Der Zusammenhang zwischen den im Rahmen der genehmigten Forschungsarbeiten zu untersuchenden Mutationen und präsynaptischen Dysfunktionen bzw. Synaptopathien konnte bereits vielfach belegt werden. Die Produkte der hier in Blick genommenen krankheitsassoziierten Gene sind hinsichtlich ihrer grundsätzlichen Funktionen bereits umfassend untersucht worden. Aus Studien an Zellkulturmodellen und Versuchstieren ist bekannt, dass diese Genprodukte eine erhebliche Rolle bei der Aufrechterhaltung der synaptischen Funktion spielen, insbesondere beim Membrantransport und bei der Membransortierung, aber auch bei der Energieversorgung während der Freisetzung von Neurotransmittern und beim Recycling synaptischer Vesikel. Protokolle für die Herstellung verschiedener neuronaler Vorläuferzellen sowie von den hier interessierenden Typen von Neuronen und Gliazellen aus pluripotenten Stammzellen des Menschen sind in der Literatur beschrieben. Dies trifft auch für auf humanen pluripotenten Stammzellen basierende neurale Ko-Kulturmodelle zu, mit denen Neuron-Gliazell-Interaktionen in vitro nachgebildet werden können. Verfahren zur Analyse der neuronalen Entwicklung, der funktionalen Konnektivität, der Synaptogenese und Reifung sowie des synaptischen Membrantransports und der Membransortierung sind ebenfalls etabliert.

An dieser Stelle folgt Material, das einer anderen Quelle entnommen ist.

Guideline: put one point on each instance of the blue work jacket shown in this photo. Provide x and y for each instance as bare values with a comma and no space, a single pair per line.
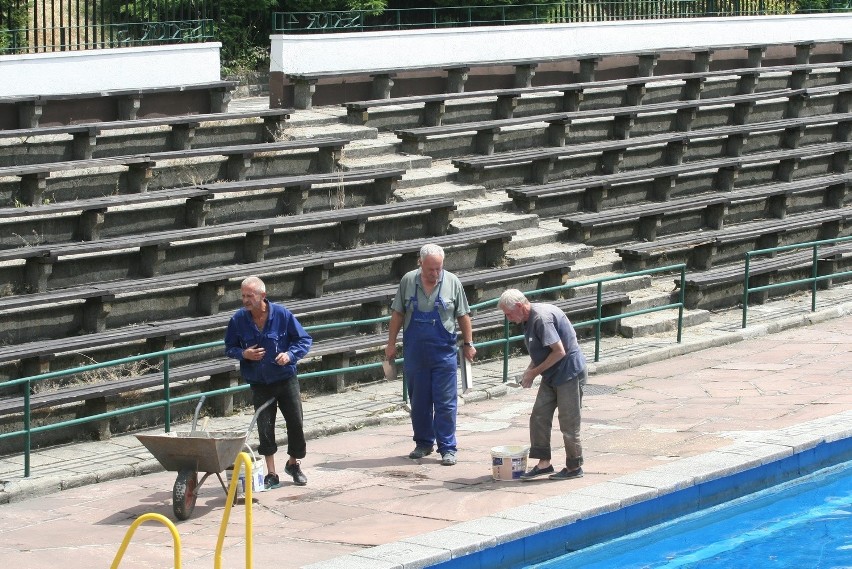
281,333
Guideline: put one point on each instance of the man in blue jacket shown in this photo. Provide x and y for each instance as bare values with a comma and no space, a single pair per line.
269,342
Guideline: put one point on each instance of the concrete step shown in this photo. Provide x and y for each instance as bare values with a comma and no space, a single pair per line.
464,221
380,146
536,244
602,261
313,130
661,291
436,189
318,116
627,284
435,173
489,203
384,161
660,322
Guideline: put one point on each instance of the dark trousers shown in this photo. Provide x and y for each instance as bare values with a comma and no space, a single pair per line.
289,400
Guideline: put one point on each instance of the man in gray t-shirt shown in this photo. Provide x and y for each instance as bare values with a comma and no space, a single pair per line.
555,355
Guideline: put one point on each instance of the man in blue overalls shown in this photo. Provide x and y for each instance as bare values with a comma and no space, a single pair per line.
431,308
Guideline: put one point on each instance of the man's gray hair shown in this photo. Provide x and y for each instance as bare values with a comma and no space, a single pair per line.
511,298
430,249
254,283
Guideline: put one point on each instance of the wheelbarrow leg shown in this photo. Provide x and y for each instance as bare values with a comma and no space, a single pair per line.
185,493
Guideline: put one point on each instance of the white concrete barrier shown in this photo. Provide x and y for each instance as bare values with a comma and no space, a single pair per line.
107,69
352,52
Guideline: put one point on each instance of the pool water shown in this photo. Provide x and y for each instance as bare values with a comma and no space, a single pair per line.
806,523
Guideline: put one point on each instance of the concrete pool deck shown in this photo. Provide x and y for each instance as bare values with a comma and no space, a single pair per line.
658,417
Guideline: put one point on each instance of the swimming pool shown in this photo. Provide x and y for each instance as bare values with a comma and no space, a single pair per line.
803,523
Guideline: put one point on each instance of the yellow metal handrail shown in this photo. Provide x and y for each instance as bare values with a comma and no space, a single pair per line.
132,529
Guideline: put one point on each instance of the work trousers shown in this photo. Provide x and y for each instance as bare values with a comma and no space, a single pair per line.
566,400
289,400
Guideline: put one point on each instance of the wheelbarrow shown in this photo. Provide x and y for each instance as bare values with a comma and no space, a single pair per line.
194,452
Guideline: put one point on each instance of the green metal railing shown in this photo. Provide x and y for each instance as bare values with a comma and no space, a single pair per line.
167,402
813,280
567,11
102,36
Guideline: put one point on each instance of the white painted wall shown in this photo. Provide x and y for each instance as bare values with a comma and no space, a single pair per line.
105,69
292,54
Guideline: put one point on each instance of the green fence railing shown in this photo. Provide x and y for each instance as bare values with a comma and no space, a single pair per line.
102,36
167,401
813,280
568,11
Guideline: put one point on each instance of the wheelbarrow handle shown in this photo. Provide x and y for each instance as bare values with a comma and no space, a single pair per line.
257,413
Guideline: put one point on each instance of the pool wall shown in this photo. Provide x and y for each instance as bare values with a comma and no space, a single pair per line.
587,516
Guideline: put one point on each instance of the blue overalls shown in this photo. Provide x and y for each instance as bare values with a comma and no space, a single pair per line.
430,368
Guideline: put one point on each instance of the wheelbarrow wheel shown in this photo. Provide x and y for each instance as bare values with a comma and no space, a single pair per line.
184,493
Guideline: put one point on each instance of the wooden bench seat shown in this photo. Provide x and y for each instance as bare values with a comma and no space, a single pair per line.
723,286
593,189
34,176
413,140
190,206
700,250
182,129
252,238
644,220
117,104
541,160
434,105
377,84
297,188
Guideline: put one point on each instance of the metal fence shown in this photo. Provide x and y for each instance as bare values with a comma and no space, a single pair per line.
568,11
64,25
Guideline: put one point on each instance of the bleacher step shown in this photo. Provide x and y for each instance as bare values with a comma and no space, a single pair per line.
660,322
318,116
311,130
490,203
536,244
382,145
435,173
440,189
601,261
466,222
627,284
408,161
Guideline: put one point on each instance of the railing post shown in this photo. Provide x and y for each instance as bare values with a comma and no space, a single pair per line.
680,299
745,290
506,349
814,275
167,419
27,435
598,314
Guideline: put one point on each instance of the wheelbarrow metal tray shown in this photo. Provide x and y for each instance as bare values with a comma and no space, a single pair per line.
200,451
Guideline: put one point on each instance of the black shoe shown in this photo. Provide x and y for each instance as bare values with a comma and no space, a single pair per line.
420,452
536,472
271,481
294,470
566,474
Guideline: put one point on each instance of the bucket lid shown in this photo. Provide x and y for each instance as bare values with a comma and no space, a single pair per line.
510,450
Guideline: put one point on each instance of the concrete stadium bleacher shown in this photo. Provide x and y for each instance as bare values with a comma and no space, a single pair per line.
708,172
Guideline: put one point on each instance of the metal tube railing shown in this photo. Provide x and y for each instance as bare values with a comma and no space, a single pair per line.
813,280
168,402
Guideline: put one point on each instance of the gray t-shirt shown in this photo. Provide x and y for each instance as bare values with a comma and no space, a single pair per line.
547,325
451,290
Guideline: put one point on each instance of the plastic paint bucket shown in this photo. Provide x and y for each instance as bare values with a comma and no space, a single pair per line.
509,462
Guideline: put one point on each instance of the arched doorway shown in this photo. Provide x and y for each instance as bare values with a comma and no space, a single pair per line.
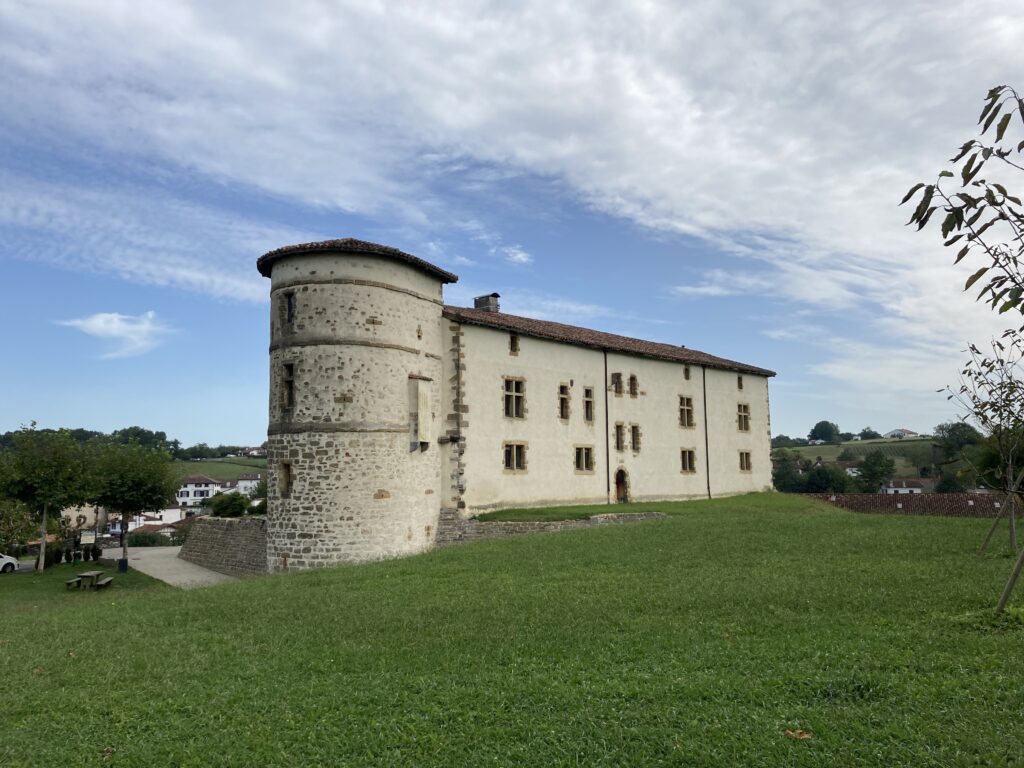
622,486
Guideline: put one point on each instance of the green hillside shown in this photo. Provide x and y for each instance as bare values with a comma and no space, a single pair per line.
700,639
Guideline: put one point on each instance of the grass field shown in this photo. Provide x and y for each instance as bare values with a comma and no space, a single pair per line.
699,639
220,469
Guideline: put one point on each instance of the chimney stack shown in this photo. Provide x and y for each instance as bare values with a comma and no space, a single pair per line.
487,303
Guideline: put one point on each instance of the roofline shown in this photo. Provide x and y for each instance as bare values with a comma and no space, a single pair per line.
720,364
349,245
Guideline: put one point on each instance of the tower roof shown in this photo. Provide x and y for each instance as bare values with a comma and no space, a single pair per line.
349,245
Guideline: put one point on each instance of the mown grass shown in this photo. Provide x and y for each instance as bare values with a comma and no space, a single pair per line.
698,639
220,469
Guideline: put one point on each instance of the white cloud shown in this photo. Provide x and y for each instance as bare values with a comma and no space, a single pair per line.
132,335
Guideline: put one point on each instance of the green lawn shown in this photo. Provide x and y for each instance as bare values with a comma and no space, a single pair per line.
698,639
220,469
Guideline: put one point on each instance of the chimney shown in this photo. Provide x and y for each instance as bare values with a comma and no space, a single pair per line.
487,303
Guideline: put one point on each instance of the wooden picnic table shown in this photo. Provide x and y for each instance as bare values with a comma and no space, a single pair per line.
90,577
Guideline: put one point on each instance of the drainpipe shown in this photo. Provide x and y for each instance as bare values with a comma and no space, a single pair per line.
607,451
704,384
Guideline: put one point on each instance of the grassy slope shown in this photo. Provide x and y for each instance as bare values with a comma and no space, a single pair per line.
697,639
220,469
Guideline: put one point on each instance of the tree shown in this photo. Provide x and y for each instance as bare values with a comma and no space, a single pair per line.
45,471
130,479
984,220
229,505
876,470
824,430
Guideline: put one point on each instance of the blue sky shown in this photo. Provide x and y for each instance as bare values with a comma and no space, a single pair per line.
722,176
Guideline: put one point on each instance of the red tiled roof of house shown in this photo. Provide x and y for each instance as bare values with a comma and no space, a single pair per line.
596,339
349,245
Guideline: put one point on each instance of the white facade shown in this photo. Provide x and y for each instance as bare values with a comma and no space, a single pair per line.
387,407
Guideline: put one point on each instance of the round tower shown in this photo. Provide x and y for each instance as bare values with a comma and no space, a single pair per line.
353,471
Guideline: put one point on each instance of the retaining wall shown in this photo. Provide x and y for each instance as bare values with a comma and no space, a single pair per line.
453,529
936,505
236,546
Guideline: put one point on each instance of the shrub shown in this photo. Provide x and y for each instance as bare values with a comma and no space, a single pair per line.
147,540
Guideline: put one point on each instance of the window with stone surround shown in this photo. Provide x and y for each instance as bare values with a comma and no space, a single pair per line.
742,417
688,459
686,412
588,404
616,384
285,480
584,458
515,398
288,386
514,456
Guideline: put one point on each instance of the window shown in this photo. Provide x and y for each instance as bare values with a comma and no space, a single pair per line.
686,412
616,383
743,417
588,404
288,386
585,458
285,480
689,460
515,399
515,457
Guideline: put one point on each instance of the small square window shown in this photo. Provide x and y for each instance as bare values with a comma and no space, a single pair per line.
515,457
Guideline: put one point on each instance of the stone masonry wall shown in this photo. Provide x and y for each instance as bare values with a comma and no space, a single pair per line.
453,529
937,505
232,546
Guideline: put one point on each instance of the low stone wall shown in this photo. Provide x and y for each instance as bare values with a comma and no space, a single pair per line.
452,529
236,546
937,505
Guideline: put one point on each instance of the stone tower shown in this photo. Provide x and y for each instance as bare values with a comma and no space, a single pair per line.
355,397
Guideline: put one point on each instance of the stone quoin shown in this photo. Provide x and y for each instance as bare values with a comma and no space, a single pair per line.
387,407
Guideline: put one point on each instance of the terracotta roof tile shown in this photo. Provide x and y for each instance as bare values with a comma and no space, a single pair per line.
596,339
349,245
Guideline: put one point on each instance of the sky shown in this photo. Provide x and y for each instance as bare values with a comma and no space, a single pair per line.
723,175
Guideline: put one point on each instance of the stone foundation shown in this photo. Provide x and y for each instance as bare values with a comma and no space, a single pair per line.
236,546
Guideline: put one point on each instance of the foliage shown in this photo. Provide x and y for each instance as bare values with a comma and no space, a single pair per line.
44,470
824,430
876,470
981,216
229,505
147,539
693,640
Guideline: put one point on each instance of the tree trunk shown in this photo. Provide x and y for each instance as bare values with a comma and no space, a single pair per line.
41,562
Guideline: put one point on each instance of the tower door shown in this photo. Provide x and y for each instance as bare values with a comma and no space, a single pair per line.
622,488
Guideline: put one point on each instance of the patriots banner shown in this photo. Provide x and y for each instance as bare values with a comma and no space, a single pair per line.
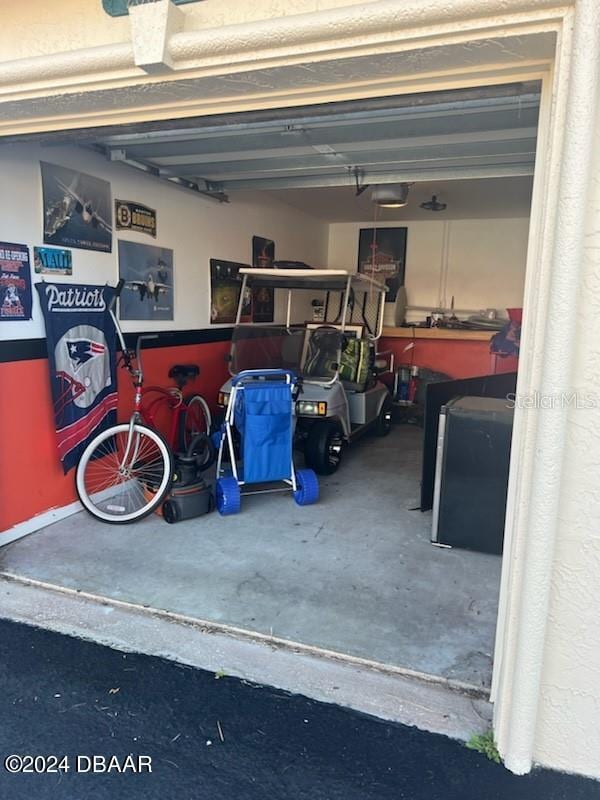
81,341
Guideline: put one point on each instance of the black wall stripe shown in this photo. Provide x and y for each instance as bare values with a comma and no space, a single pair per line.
30,349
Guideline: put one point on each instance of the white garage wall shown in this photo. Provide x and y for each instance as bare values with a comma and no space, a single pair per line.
482,265
196,228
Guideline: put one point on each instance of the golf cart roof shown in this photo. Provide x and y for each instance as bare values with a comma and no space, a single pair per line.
330,279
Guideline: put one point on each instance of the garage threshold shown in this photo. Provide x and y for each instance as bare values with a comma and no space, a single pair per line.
392,693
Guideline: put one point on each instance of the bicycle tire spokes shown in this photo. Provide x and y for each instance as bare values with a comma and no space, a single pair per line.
123,473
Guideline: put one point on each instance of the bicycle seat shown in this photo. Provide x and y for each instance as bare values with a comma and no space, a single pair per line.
182,373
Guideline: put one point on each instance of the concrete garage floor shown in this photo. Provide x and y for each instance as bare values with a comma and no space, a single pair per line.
354,574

Im Antragsverfahren wurde ferner dargelegt, dass sich der mit dem Forschungsvorhaben angestrebte Erkenntnisgewinn voraussichtlich nur unter Verwendung von hES-Zellen erreichen lässt.

Ziel der Forschungsarbeiten ist die Analyse von zellulären, molekularen und funktionalen Veränderungen, die in humanen Synapsen infolge der Präsenz von mit präsynaptischen Synaptopathien assoziierten Mutationen auftreten. Neurone und Gliazellen von Nagern, die für Untersuchungen von Vorgängen im humanen ZNS als Modellorganismus dienen, unterscheiden sich in ihren zellbiologischen und molekularen Eigenschaften deutlich von denen im Menschen. Es ist ferner bekannt, dass – trotz der Konservierung einer Reihe synaptischer Gene in der Phylogenese – die entsprechenden Genprodukte in verschiedenen Spezies teils unterschiedliche Funktionen in den Synapsen haben. Es kann daher nicht davon ausgegangen werden, dass Erkenntnisse, die im Modellorganismus wie der Maus gewonnen werden, sich ohne Weiteres auf den Menschen übertragen lassen. Die Erreichung der Forschungsziele erfordert daher die Verwendung menschlicher Zellen.

Die Forschungsziele können voraussichtlich auch nur unter Nutzung pluripotenter Stammzellen des Menschen erreicht werden. Humane fötale neurale Stammzellen aus abgetriebenen Föten stehen zudem nicht reproduzierbar in für die Durchführung der anderen geplanten Forschungsarbeiten ausreichender Menge und Qualität zur Verfügung. Dies trifft auch auf adulte neurale Stammzellen des Menschen zu, die zudem in vitro in nur geringen Mengen gewonnen und vermehrt werden können und nach ihrer Inkulturnahme häufig stark veränderte Teilungs- und Differenzierungseigenschaften aufweisen. Zudem sind diese Zellen den für die Projektdurchführung zwingend erforderlichen genetischen Veränderungen nach derzeitigem Kenntnisstand nicht in gleicher Weise zugänglich wie pluripotente Stammzellen.

Die Forschungsziele lassen sich nach derzeitigem Kenntnisstand auch nicht unter Verwendung von humanen induzierten pluripotenten Stammzellen (hiPS-Zellen) erreichen. Da Effekte von geringfügigen genetischen Veränderungen (z.B. Punktmutationen) in Genen für präsynaptische Komponenten untersucht werden sollen, ist ein möglichst ursprüngliches und wenig verändertes Zellmaterial für die Herstellung von Neuronen und Gliazellen erforderlich. Diese Voraussetzung erfüllen hiPS-Zellen nicht in gleichem Maße wie hES-Zellen. hiPS-Zellen können zum einen Mutationen enthalten, die bereits in den für ihre Herstellung genutzten somatischen Zellen angelegt waren. Zum anderen können im Reprogrammierungsprozess genetische Veränderungen erworben werden, deren Einfluss auf die hier zu analysierenden (ggf. subtilen) Veränderungen in der Biologie der Synapsen unbekannt ist. Derartige Unwägbarkeiten würden es aber ggf. erschweren oder sogar unmöglich machen, eindeutige Rückschlüsse auf die tatsächlichen molekularen und zellbiologischen Ursachen für die beobachteten Effekte zu ziehen.